Wir besuchen Susann Grünwald im Kindertreff Kirchdorf Süd
Femtastics: Warum liegt Ihnen das Thema Kinderschutz so sehr am Herzen?
Susann Grünwald: Es gab keinen Erleuchtungsmoment oder einen unmittelbaren Bezug. Bei unseren beiden Einrichtungen sind wir im Kinderschutz tätig. Nur wenige Fälle erfordern unser Eingreifen. Der größte Teil unserer Arbeit in den Kindertreffs ist daraus ausgerichtet, Kindern bessere Möglichkeiten beim Start ins Leben zu ermöglichen. Das ist natürlich auch eine Form des Kinderschutzes.
Worum kümmert sich die Stiftung Mittagskinder?

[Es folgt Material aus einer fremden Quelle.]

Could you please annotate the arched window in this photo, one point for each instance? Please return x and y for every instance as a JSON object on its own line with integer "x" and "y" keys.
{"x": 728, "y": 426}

Die Stiftung umfasst den Heldenherz Preis und die Kindertreffs in Kirchdorf Süd und Neuwiedenthal – das sind Tagesbetreuungseinrichtungen in sogenannten sozialen Brennpunkten. In beiden Einrichtungen werden mehr als 200 Kinder zwischen fünf und zwölf Jahren mit gesunden Mahlzeiten versorgt und von Fachkräften sozialpädagogisch betreut. Die Kinder können bei uns spielen, bekommen Hilfe bei den Hausaufgaben und Sprach- und Leseförderung. Nach dem Abendbrot packen sie sich eine Frühstücksbox für den nächsten Schultag – mit belegten Broten, Obst, Saft und Milch.
In den Kindertreffs gibt es kleine Beete, um die sich die Kinder kümmern
Was lernen die Kinder noch in den Treffs?
Sie pflegen Gemüsebeete und setzen Setzlinge. Es gibt Kochgruppen, viele Kinder möchten sich zu Hause auch mal alleine ein Essen zubereiten. Sehr gut kommt auch unser Entdeckerlabor an, hier werden naturwissenschaftliche Basisexperimente gemacht. Und an Bienen sind wir sehr interessiert. Hier unterstützt uns ein Hobby-Imker, den wir einmal im Jahr besuchen. Aber wir kümmern uns auch um die soziale Kompetenz der Kinder. Wir zeigen ihnen, wie wichtig Respekt ist und, dass Konflikte normal sind – sofern sie auf Augenhöhe und gewaltfrei gelöst werden.
Wir tun viel, um das Selbstwertgefühl der Kinder zu stärken.
Und es gibt einmal im Monat die Kinderkonferenz. Was passiert hier?
Bei den Kinderkonferenzen wird Partizipation geübt. Die Kinder lernen, eine Meinung zu äußern, die vielleicht nicht die Mehrheitsmeinung ist, und, diese auch zu vertreten. Das ist später wichtig für Teamfähigkeit. Wir tun generell viel, um das Selbstwertgefühl der Kinder zu stärken.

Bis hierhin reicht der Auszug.